■怪人二十面相

■原作:江戸川乱歩,演出:山口茜,出演:高杉征司,日置あつし,芦谷康介,達矢,佐々木ヤス子,劇団:サファリ・P
■こまばアゴラ劇場,2019.8.1-4
■科白と身体の独特なシンクロナイズに驚きました。 5人の役者が素早く入れ替わって怪人二十面相の変装を成し遂げる過程は見事です。 言葉も変装していく。 「いつ変装したか覚えていない」と怪人自身が言っている。 彼の人格は一つだと思っていました。 これが崩れてしまった。 彼は二十(=多くの)の他人からできている。 次々と他者に変身していく舞台は不思議感が漂います。 考えさせられました。

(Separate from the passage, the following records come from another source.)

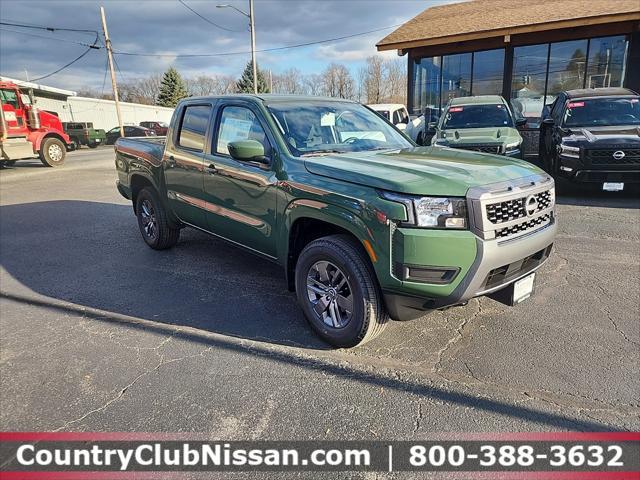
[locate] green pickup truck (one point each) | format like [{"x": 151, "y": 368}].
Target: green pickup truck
[
  {"x": 366, "y": 225},
  {"x": 483, "y": 124},
  {"x": 83, "y": 133}
]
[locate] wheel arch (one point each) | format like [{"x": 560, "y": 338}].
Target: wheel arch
[
  {"x": 308, "y": 220},
  {"x": 137, "y": 182},
  {"x": 40, "y": 138}
]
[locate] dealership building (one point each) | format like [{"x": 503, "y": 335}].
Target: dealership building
[{"x": 525, "y": 50}]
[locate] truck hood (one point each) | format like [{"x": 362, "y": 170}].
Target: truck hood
[
  {"x": 497, "y": 135},
  {"x": 595, "y": 136},
  {"x": 421, "y": 170}
]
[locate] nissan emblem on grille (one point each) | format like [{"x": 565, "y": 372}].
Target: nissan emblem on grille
[{"x": 531, "y": 205}]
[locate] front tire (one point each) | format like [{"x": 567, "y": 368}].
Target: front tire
[
  {"x": 153, "y": 221},
  {"x": 338, "y": 292},
  {"x": 52, "y": 152}
]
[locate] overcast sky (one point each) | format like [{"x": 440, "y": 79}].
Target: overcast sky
[{"x": 168, "y": 27}]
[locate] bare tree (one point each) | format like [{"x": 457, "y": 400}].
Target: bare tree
[
  {"x": 337, "y": 81},
  {"x": 313, "y": 84},
  {"x": 141, "y": 90},
  {"x": 203, "y": 85},
  {"x": 375, "y": 81},
  {"x": 289, "y": 81},
  {"x": 395, "y": 74}
]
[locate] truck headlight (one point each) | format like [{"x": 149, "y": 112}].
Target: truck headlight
[
  {"x": 569, "y": 151},
  {"x": 432, "y": 212}
]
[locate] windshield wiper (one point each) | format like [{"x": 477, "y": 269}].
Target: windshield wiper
[{"x": 322, "y": 152}]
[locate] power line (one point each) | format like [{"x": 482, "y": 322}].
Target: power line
[
  {"x": 274, "y": 49},
  {"x": 63, "y": 67},
  {"x": 50, "y": 29},
  {"x": 91, "y": 47},
  {"x": 94, "y": 46},
  {"x": 206, "y": 19}
]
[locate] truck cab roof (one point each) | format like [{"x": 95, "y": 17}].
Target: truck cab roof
[
  {"x": 599, "y": 92},
  {"x": 272, "y": 98},
  {"x": 477, "y": 100},
  {"x": 385, "y": 106}
]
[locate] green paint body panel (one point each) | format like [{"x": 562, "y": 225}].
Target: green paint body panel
[{"x": 261, "y": 204}]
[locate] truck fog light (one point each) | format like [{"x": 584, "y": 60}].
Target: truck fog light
[{"x": 424, "y": 274}]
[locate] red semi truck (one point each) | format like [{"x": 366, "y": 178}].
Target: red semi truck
[{"x": 26, "y": 132}]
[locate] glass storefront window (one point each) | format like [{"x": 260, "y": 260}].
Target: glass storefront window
[
  {"x": 607, "y": 60},
  {"x": 567, "y": 67},
  {"x": 488, "y": 69},
  {"x": 539, "y": 73},
  {"x": 456, "y": 76},
  {"x": 528, "y": 82},
  {"x": 426, "y": 84}
]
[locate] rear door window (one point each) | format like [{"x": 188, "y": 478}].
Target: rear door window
[
  {"x": 239, "y": 123},
  {"x": 193, "y": 129}
]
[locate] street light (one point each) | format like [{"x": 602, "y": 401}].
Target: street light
[{"x": 253, "y": 40}]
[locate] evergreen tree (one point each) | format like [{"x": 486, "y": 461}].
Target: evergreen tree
[
  {"x": 245, "y": 82},
  {"x": 172, "y": 89}
]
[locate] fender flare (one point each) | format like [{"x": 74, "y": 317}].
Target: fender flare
[{"x": 339, "y": 216}]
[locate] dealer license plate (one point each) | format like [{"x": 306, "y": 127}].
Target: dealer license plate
[
  {"x": 612, "y": 186},
  {"x": 523, "y": 288}
]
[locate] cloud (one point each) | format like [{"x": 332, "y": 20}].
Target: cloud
[{"x": 166, "y": 27}]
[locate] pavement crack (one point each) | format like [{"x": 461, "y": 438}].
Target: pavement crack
[{"x": 418, "y": 420}]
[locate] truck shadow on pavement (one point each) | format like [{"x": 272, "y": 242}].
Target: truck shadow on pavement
[{"x": 91, "y": 255}]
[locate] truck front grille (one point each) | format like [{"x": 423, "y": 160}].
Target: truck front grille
[
  {"x": 507, "y": 210},
  {"x": 514, "y": 209},
  {"x": 495, "y": 149},
  {"x": 524, "y": 226},
  {"x": 607, "y": 156}
]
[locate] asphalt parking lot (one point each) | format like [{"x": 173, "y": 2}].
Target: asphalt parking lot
[{"x": 98, "y": 332}]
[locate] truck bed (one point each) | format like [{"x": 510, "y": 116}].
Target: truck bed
[{"x": 150, "y": 149}]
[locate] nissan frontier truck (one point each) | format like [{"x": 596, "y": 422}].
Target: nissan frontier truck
[{"x": 366, "y": 225}]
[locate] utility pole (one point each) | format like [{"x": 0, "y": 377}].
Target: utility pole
[
  {"x": 113, "y": 73},
  {"x": 253, "y": 48},
  {"x": 252, "y": 27}
]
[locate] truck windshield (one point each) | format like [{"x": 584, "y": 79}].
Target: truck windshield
[
  {"x": 477, "y": 116},
  {"x": 602, "y": 112},
  {"x": 316, "y": 127},
  {"x": 9, "y": 97}
]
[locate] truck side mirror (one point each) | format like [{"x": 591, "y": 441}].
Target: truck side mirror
[
  {"x": 521, "y": 122},
  {"x": 247, "y": 151}
]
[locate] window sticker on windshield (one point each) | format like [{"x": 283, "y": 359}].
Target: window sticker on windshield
[{"x": 328, "y": 119}]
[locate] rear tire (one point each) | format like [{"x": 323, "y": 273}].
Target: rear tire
[
  {"x": 338, "y": 292},
  {"x": 52, "y": 152},
  {"x": 153, "y": 221}
]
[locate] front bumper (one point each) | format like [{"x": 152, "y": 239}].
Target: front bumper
[
  {"x": 583, "y": 171},
  {"x": 497, "y": 264}
]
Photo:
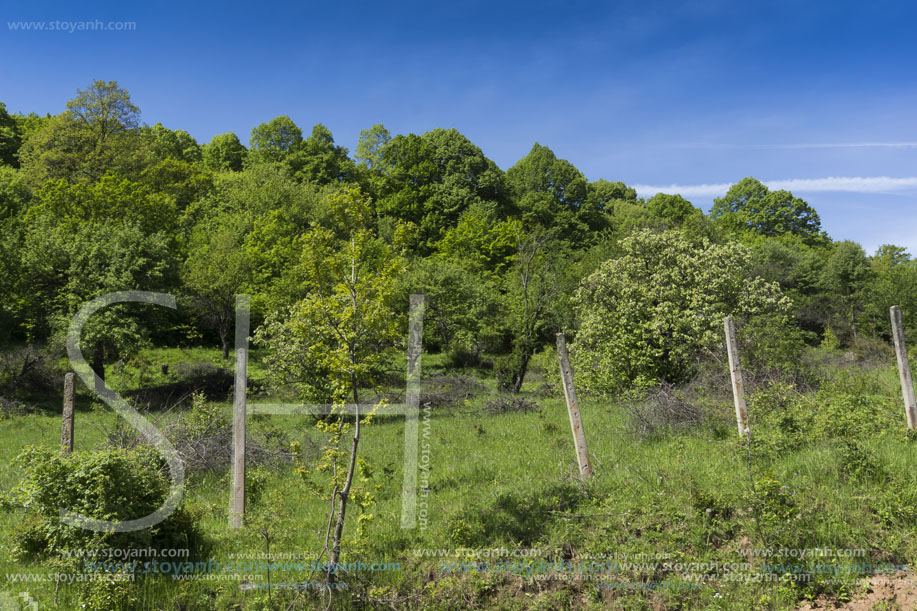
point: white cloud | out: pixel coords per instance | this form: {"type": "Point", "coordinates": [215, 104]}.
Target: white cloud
{"type": "Point", "coordinates": [849, 184]}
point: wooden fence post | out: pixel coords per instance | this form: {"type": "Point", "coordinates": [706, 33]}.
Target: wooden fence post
{"type": "Point", "coordinates": [243, 305]}
{"type": "Point", "coordinates": [735, 371]}
{"type": "Point", "coordinates": [67, 418]}
{"type": "Point", "coordinates": [576, 422]}
{"type": "Point", "coordinates": [904, 368]}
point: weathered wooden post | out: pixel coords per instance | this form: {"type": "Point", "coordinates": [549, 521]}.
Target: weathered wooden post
{"type": "Point", "coordinates": [735, 370]}
{"type": "Point", "coordinates": [576, 422]}
{"type": "Point", "coordinates": [904, 368]}
{"type": "Point", "coordinates": [243, 305]}
{"type": "Point", "coordinates": [67, 418]}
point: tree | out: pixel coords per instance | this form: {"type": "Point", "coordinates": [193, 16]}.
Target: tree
{"type": "Point", "coordinates": [797, 269]}
{"type": "Point", "coordinates": [10, 138]}
{"type": "Point", "coordinates": [672, 208]}
{"type": "Point", "coordinates": [532, 286]}
{"type": "Point", "coordinates": [65, 265]}
{"type": "Point", "coordinates": [551, 194]}
{"type": "Point", "coordinates": [845, 282]}
{"type": "Point", "coordinates": [431, 179]}
{"type": "Point", "coordinates": [224, 153]}
{"type": "Point", "coordinates": [318, 160]}
{"type": "Point", "coordinates": [215, 272]}
{"type": "Point", "coordinates": [164, 143]}
{"type": "Point", "coordinates": [96, 134]}
{"type": "Point", "coordinates": [371, 146]}
{"type": "Point", "coordinates": [750, 206]}
{"type": "Point", "coordinates": [338, 339]}
{"type": "Point", "coordinates": [649, 315]}
{"type": "Point", "coordinates": [894, 283]}
{"type": "Point", "coordinates": [274, 140]}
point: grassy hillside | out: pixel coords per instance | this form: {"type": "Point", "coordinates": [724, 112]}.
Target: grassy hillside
{"type": "Point", "coordinates": [681, 513]}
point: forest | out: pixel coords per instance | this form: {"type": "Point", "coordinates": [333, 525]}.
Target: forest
{"type": "Point", "coordinates": [330, 244]}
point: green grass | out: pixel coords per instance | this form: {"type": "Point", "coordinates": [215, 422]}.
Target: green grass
{"type": "Point", "coordinates": [509, 481]}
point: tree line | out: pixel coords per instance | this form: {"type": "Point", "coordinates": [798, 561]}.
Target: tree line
{"type": "Point", "coordinates": [330, 244]}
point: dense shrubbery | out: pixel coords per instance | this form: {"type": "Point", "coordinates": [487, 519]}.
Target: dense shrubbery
{"type": "Point", "coordinates": [107, 485]}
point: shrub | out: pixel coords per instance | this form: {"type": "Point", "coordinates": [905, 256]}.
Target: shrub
{"type": "Point", "coordinates": [665, 408]}
{"type": "Point", "coordinates": [202, 436]}
{"type": "Point", "coordinates": [108, 485]}
{"type": "Point", "coordinates": [508, 403]}
{"type": "Point", "coordinates": [26, 369]}
{"type": "Point", "coordinates": [449, 390]}
{"type": "Point", "coordinates": [648, 315]}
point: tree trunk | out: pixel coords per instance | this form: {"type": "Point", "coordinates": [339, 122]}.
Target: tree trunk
{"type": "Point", "coordinates": [521, 371]}
{"type": "Point", "coordinates": [224, 342]}
{"type": "Point", "coordinates": [98, 365]}
{"type": "Point", "coordinates": [344, 494]}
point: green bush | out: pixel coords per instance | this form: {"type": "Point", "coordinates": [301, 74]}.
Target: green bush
{"type": "Point", "coordinates": [108, 485]}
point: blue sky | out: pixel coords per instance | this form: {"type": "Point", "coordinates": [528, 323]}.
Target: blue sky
{"type": "Point", "coordinates": [683, 97]}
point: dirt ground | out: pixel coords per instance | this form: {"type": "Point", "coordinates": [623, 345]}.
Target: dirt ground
{"type": "Point", "coordinates": [885, 593]}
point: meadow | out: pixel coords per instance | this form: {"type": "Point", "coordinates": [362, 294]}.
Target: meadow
{"type": "Point", "coordinates": [680, 514]}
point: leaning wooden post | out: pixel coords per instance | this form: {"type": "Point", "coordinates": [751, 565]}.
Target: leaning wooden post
{"type": "Point", "coordinates": [735, 370]}
{"type": "Point", "coordinates": [576, 422]}
{"type": "Point", "coordinates": [67, 419]}
{"type": "Point", "coordinates": [904, 368]}
{"type": "Point", "coordinates": [243, 305]}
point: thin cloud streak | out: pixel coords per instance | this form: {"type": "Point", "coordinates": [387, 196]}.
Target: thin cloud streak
{"type": "Point", "coordinates": [848, 184]}
{"type": "Point", "coordinates": [810, 145]}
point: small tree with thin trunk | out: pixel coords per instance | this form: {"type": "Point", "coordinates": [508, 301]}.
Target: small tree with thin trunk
{"type": "Point", "coordinates": [336, 341]}
{"type": "Point", "coordinates": [216, 271]}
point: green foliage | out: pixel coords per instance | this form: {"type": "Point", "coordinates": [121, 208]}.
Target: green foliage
{"type": "Point", "coordinates": [430, 180]}
{"type": "Point", "coordinates": [107, 485]}
{"type": "Point", "coordinates": [672, 208]}
{"type": "Point", "coordinates": [317, 160]}
{"type": "Point", "coordinates": [845, 283]}
{"type": "Point", "coordinates": [650, 314]}
{"type": "Point", "coordinates": [274, 140]}
{"type": "Point", "coordinates": [337, 337]}
{"type": "Point", "coordinates": [216, 270]}
{"type": "Point", "coordinates": [461, 309]}
{"type": "Point", "coordinates": [224, 153]}
{"type": "Point", "coordinates": [97, 133]}
{"type": "Point", "coordinates": [10, 138]}
{"type": "Point", "coordinates": [750, 206]}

科白の連なりを役者間で引き継いでいく舞台はよくある。 でも言葉はそのまま次の役者の身体に移るだけです。 しかし怪人二十面相という変換機構を通すと言葉も身体も変装して次に引き継がれていく。 言葉が引き継がれる身体に反発力が有るから出来ることなのでしょう。 日常動作をダンスに変換しているのも成功の一因です。 科白が身体動作と結合分離を繰り返しこの変換が完成されるということが分かりました。
床穴ライトや指輪ライトなどスポット照明の使い方も面白い。 まとまり過ぎている感じもある。 怪人二十面相が何者なのか?今やっと理解できました。